Design/methodology/approach
The paper reviews the state-of-the-art in airport design literature as the basis for analysing the guidelines of manned aviation applicable to the development of ground infrastructure for autonomous drone services. Socio-technical system analysis was used for identifying the service needs of drones.
Findings
The key findings are functional modularity based on the principles of airport design applies to micro-airports and modular service functions can be connected efficiently with an autonomous ground handling system in a sustainable manner addressing the concerns on maintenance, reliability and lifecycle.
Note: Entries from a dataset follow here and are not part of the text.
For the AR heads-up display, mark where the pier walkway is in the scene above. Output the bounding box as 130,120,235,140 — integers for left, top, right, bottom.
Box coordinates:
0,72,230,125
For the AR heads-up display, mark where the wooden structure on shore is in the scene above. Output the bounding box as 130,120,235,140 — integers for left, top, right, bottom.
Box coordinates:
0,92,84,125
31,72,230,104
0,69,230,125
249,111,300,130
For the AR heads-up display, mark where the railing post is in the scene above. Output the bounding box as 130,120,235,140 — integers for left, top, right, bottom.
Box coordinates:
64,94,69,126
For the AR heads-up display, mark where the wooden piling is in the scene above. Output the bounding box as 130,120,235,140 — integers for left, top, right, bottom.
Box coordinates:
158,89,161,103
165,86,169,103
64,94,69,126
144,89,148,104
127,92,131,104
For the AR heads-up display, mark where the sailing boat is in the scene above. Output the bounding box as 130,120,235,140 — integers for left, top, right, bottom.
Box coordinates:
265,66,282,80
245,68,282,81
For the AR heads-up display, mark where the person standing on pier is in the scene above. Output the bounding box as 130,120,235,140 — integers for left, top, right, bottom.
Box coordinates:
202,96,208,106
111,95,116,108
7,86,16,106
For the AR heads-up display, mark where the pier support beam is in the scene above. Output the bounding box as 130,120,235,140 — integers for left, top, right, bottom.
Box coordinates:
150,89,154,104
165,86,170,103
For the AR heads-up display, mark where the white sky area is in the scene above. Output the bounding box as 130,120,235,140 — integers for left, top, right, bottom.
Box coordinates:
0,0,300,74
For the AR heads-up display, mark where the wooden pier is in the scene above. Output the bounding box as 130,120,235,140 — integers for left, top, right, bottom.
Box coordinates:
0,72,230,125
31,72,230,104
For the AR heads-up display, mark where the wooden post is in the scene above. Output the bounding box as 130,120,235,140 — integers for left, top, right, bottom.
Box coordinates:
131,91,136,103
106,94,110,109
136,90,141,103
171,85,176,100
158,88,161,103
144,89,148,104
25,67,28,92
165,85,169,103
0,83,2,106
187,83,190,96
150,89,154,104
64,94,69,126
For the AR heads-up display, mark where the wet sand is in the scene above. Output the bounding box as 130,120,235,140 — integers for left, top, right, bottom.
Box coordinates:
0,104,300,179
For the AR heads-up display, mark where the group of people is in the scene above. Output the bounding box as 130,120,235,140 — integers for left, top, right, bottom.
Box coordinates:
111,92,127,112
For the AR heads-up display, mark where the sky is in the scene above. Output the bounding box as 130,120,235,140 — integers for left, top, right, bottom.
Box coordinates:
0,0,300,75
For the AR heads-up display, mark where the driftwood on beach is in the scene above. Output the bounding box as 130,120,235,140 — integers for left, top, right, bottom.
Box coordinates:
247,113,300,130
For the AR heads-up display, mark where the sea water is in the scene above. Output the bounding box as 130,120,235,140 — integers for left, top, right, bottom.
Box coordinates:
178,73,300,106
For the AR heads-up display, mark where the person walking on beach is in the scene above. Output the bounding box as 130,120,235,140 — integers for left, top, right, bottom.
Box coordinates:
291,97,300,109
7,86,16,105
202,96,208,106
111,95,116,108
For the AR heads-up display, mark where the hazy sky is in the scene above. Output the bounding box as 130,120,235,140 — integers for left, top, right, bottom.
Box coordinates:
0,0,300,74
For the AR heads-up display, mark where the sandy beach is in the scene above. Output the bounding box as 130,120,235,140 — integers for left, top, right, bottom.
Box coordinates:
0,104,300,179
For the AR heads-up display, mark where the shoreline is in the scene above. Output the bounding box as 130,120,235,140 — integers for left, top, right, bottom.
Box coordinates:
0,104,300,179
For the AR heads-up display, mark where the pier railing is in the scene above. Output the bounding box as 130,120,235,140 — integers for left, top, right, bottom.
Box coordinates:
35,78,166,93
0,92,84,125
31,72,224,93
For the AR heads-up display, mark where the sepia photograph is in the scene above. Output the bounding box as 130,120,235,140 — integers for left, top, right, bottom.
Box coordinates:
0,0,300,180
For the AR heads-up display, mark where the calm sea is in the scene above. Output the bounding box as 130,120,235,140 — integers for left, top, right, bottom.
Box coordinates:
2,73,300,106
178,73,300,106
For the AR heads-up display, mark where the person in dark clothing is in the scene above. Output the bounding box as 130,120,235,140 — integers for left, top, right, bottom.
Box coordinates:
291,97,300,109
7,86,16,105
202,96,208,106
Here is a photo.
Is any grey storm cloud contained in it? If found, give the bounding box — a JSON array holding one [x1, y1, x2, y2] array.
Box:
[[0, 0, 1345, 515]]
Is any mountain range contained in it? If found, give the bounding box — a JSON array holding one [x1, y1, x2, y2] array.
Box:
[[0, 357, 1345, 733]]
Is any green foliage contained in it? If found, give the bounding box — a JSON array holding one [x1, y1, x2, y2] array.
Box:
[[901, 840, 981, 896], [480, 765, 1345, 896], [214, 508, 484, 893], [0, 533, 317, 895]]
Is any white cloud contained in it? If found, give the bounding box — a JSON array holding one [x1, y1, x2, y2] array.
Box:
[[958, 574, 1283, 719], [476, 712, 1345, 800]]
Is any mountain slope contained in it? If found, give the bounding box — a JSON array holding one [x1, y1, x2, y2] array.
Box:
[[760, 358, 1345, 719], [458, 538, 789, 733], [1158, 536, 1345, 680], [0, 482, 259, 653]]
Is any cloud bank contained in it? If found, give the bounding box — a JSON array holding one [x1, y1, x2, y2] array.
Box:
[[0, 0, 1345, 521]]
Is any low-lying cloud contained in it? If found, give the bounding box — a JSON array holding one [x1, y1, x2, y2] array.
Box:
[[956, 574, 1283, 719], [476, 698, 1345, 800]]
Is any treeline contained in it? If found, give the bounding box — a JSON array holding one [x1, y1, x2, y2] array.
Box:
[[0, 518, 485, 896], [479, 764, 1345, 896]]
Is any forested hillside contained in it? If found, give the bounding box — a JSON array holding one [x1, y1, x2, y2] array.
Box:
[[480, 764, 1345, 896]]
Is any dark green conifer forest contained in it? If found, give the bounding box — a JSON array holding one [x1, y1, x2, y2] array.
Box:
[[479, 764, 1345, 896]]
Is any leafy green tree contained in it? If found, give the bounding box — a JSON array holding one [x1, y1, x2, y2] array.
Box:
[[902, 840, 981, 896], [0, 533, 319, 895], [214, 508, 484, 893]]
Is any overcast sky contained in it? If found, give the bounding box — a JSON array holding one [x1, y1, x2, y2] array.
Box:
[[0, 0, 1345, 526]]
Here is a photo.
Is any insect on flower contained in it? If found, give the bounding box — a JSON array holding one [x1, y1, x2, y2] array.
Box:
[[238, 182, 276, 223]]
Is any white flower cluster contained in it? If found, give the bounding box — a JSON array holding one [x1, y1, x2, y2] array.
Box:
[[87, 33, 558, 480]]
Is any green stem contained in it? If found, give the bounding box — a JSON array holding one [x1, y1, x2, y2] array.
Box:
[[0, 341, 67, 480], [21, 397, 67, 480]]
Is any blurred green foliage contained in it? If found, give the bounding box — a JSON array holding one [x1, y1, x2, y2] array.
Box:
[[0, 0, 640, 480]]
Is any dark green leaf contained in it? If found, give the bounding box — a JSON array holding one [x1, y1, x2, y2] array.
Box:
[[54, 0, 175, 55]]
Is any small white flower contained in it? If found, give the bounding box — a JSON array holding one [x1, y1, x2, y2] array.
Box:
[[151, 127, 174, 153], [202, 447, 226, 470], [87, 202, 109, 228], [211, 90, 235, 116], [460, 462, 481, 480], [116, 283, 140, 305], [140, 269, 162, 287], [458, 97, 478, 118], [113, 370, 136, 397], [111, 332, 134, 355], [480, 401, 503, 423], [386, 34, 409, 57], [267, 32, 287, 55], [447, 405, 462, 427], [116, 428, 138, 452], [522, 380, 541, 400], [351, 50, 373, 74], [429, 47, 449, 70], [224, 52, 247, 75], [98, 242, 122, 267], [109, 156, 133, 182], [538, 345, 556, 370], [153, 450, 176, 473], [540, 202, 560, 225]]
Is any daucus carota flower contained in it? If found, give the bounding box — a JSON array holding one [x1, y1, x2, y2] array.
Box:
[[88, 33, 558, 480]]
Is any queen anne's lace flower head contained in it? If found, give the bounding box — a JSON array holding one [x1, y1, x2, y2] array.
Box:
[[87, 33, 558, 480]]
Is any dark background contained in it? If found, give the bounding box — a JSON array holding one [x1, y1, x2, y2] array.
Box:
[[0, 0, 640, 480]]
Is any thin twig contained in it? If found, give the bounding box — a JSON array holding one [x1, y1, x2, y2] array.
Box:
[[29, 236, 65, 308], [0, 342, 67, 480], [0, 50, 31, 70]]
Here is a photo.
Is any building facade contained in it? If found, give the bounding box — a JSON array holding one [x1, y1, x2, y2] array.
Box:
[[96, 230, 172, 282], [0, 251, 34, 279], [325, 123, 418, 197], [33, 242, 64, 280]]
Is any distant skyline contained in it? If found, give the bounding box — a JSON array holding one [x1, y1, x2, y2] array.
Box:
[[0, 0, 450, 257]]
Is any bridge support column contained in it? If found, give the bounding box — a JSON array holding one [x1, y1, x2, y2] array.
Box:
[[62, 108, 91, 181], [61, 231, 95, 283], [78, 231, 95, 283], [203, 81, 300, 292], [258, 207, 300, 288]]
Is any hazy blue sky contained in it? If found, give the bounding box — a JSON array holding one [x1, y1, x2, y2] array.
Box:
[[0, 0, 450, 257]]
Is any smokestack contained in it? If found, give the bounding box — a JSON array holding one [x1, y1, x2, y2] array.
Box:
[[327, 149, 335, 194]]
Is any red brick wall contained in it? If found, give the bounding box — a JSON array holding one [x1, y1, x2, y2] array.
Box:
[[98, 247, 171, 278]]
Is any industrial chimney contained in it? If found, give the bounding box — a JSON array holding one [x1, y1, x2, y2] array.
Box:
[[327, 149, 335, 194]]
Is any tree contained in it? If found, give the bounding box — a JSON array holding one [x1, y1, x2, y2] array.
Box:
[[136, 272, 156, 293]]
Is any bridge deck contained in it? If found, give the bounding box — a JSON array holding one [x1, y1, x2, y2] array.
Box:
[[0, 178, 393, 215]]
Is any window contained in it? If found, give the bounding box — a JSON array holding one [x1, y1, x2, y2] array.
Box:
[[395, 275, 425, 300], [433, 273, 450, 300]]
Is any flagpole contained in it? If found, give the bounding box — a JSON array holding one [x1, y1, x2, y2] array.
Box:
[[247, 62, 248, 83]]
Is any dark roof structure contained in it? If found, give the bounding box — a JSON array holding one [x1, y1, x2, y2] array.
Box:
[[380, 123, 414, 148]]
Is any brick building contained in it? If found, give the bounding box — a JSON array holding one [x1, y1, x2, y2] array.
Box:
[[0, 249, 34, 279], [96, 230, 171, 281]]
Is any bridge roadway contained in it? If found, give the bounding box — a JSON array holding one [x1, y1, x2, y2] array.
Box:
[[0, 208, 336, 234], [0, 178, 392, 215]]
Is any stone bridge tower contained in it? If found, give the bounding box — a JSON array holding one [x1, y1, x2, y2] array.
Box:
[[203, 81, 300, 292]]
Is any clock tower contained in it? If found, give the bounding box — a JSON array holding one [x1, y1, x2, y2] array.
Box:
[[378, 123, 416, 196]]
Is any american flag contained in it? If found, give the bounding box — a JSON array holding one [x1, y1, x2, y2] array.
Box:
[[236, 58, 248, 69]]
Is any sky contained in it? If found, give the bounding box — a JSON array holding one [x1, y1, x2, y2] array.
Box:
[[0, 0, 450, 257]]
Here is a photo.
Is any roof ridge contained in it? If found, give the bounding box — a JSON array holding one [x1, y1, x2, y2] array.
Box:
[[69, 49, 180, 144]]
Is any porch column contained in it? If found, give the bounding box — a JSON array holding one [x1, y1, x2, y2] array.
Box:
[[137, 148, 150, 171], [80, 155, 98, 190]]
Research limitations/implications
As the study was limited to the airport design literature findings, the evolution of solutions may provide features supporting deviating approaches. The role of autonomy and cloud-based service processes are quintessentially different from the conventional airport design and are likely to impact real-life solutions as the area of future research.
Practical implications
The findings of this study provided a framework for establishing the connection between the airside and the landside for the operations of autonomous aerial services. The lack of such framework and ground infrastructure has hindered the large-scale adoption and easy-to-use solutions for sustainable logistics and aerial data collection for decision-making in the built environment.
Social implications
The evolution of future autonomous aerial services should be accessible to all users, “democratising” the use of drones. The data collected by drones should comply with the privacy-preserving use of the data. The proposed ground infrastructure can contribute to offloading, storing and handling aerial data to support drone services’ acceptability.
Originality/value
To the best of the authors’ knowledge, the paper describes the first design framework for creating a design concept for a modular and autonomous micro-airport system for unmanned aviation based on the applied functions of full-size conventional airports.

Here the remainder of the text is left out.